Noted locally for its remoteness, no paved roads exist within almost 20 miles of Jarbidge. The community is usually and most easily accessed using a motor vehicle by way of Three Creek Road, which originates along U.S. Route 93 in Rogerson, Twin Falls County, Idaho; the final 18 miles of this route are unimproved, but usually open all year. From Elko, the easiest access is by proceeding 55 miles north along Nevada State Route 225, then 21 miles east along Elko County Road 746, the North Fork-Charleston Road (signed for Charleston and Jarbidge), and finally 28 miles north along Elko County Road 748, the Jarbidge-Charleston Road. The latter two segments of this route are unimproved and receive no winter maintenance. They are therefore often closed from as early as October or November to as late as June or July due to heavy snowfall.

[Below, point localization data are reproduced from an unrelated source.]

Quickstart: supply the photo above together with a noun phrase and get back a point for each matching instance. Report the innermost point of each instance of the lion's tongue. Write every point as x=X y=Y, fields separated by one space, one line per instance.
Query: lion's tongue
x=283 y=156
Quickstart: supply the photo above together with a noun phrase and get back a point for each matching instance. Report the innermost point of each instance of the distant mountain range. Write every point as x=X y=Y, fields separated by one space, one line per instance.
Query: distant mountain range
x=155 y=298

Gold was discovered near Jarbidge in 1909, making it the site of one of the last gold rushes in the Old West and, incidentally was the site of the last stagecoach robbery in 1916. Its population swelled to near 2000 in 1911, but afterwards began a slow decline when the mining facilities were largely cannibalized for the war effort during World War I. Mining operations ceased completely in 1932, however in recent months permits for the removal of the gold have been re-issued and the mine is reopening.
The name "Jarbidge" originates from the Shoshone word "Jahabich," which means "devil" - the Shoshone name for the nearby mountains.